EFF's certbot, a tool for issuing LetsEncrypt SSL certificates, may generate verification strings / file names which start with an underscore. This causes a Zope BadRequest error.
The Github issue was closed by the certbot people, pointing to the following: their tool follows the ACME profocol, an Automatic Certificate Management Environment which may become an IETF standard.
I'm hoping someone here (Zope Foundation Board?) can pick up the ball and make a point with the IETF people to fix their may-be standard?
They are right: not accepting id's starting with an "_" is a Zope issue.
In the Python world, names starting with a single "" are considered (more or less) private. Zope enforces this convention by prohibiting (web request) traversal via url steps starting with "" and correspondingly prevents the use of ids starting with "_".
In the Plone world, the ids are usually automatically derived from the object title. You might use such a logic (and part of its implementation) to derive valid ids from the LetsEncrypt ids.
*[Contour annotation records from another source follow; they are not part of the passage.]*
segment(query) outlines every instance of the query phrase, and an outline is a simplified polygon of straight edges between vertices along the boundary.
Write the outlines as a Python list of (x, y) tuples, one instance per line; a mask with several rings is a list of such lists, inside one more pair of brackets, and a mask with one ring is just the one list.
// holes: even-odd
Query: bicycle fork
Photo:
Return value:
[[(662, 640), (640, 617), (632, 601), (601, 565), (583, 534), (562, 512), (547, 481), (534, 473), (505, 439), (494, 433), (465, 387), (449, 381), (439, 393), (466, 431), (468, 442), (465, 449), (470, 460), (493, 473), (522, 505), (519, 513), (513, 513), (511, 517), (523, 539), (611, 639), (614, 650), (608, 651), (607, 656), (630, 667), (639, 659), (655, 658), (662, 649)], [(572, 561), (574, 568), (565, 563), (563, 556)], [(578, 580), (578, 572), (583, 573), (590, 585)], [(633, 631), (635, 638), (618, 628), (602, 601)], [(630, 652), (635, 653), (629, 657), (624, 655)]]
taken into account that the "/.well-known/" URIs are something relatively "new" (defined in RFC 5785, in 2010, but mostly unused until a couple of years ago), I think you're right and we may have an issue here if other well-known URIs also use filename starting with an underscore.
anyway, in your specific use case I still think that file must not be locate inside Zope or Plone, as the SSL end point is in your Apache web server as you mentioned.